Though deciding between the Surface Book and the Surface Pro 4 was an agonizing choice for PCWorld editors, customers apparently know what they want: The Surface Pro 3—yes, the older one.
AdDuplex, a Windows-specific ad network which compiles data on Windows machines, estimates that an even third of all Surface users are using a Surface Pro 3, a convertible tablet Microsoft phased out when its successor, the Surface Pro 4, began shipping in late 2015. SP4 sales are closing fast, though: AdDuplex said they’re about 30.9 percent of all Surface tablets that it detected.
The real mystery, though, is why Surface Book sales have been so slow: in fact, the firm puts its market share at just 3.6 percent of all Surface products. Not only are the SP3 and SP4 outselling the Book by roughly a 10:1 ratio, but the original Surface Pro (6.9 percent) still has almost twice the user base of the Book.
(We asked AdDuplex for the actual numbers they had for the different Surface models, but the company declined.
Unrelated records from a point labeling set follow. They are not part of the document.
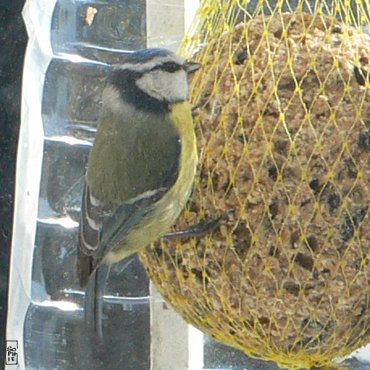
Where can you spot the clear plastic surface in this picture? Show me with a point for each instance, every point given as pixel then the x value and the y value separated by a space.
pixel 72 45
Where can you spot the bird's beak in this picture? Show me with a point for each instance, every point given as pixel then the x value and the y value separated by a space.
pixel 191 67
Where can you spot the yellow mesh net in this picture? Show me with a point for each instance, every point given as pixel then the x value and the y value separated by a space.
pixel 283 131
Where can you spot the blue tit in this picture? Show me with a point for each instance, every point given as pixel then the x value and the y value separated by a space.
pixel 140 170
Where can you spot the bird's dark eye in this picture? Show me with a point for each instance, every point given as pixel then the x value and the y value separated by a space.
pixel 170 67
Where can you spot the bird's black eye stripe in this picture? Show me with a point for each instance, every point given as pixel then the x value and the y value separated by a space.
pixel 169 67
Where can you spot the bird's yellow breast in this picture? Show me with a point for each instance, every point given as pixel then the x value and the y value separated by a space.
pixel 168 208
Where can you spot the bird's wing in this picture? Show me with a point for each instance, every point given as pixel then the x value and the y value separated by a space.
pixel 103 226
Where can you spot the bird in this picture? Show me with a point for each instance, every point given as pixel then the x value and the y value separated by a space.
pixel 140 170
Microsoft representatives did not immediately respond to a request for comment.)
What this means: Lacking more specific numbers, it’s unclear whether the Surface Book is unpopular or simply niche. We don’t know how many Surface Books were produced compared to how many Surface Pros. AdDuplex noted that the Surface Book remains in limited distribution: In addition to the United States, it’s available in Austria, Australia, China, France, Germany, Japan, New Zealand, Switzerland, and the the United Kingdom. We’d expect price matters, too—the Book ranges from $1,499 to $3,199, while the Surface Pro 4 begins at $849. (Microsoft is even selling the $599 Surface Pro 3 online again.) The Surface Book has also had a history of hardware glitches. A February update solved its “hotbox” problems, but its June 20 firmware update only promised to reduce the number of “unexpected shutdowns” while in a sleep state.
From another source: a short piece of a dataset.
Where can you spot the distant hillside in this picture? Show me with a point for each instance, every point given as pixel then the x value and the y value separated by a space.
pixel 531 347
AdDuplex: HP is Windows 10’s champion
AdDuplex also provided a snapshot of which manufacturers have sold the most Windows 10 PCs—not Windows PCs, but Windows 10 PCs—to date. Of the installed base of Windows 10 PCs, AdDuplex found that HP had manufactured the most, which nearly twice as many as Dell.
These numbers are less suprising, if only because the rankings of top PC vendors change on a quarter-by-quarter basis, though familiar names clog the upper ranks. (During the first quarter of 2016, Lenovo, HP, Dell, Apple, and Asus shipped the most PCs worldwide.) If AdDuplex’s numbers are accurate, that means that HP would be Microsoft’s key partner in terms of pushing Windows 10, followed by Dell and Lenovo.
Microsoft’s own significance as a hardware maker pales by comparison, as the firm is only seventh among its hardware partners. But Microsoft has said time and again that it strives to create new categories of hardware for its partners to own. Given the rather sizeable number of Surface-like convertible tablets we’ve seen from Microsoft’s partners, it’s clearly achieved this with the Surface line of tablets. As for the Book? It appears the jury is still out.
The unanswered question this report raises is whether Microsoft will build a Surface Book 2. It seems unlikely that Microsoft would abandon the Book, given the massive amount of press coverage the original Book generated. If Microsoft always intended the Book to be a halo product rather than a mass-market success, that’s one thing. But if sales are less than hoped-for, Microsoft might reconsider.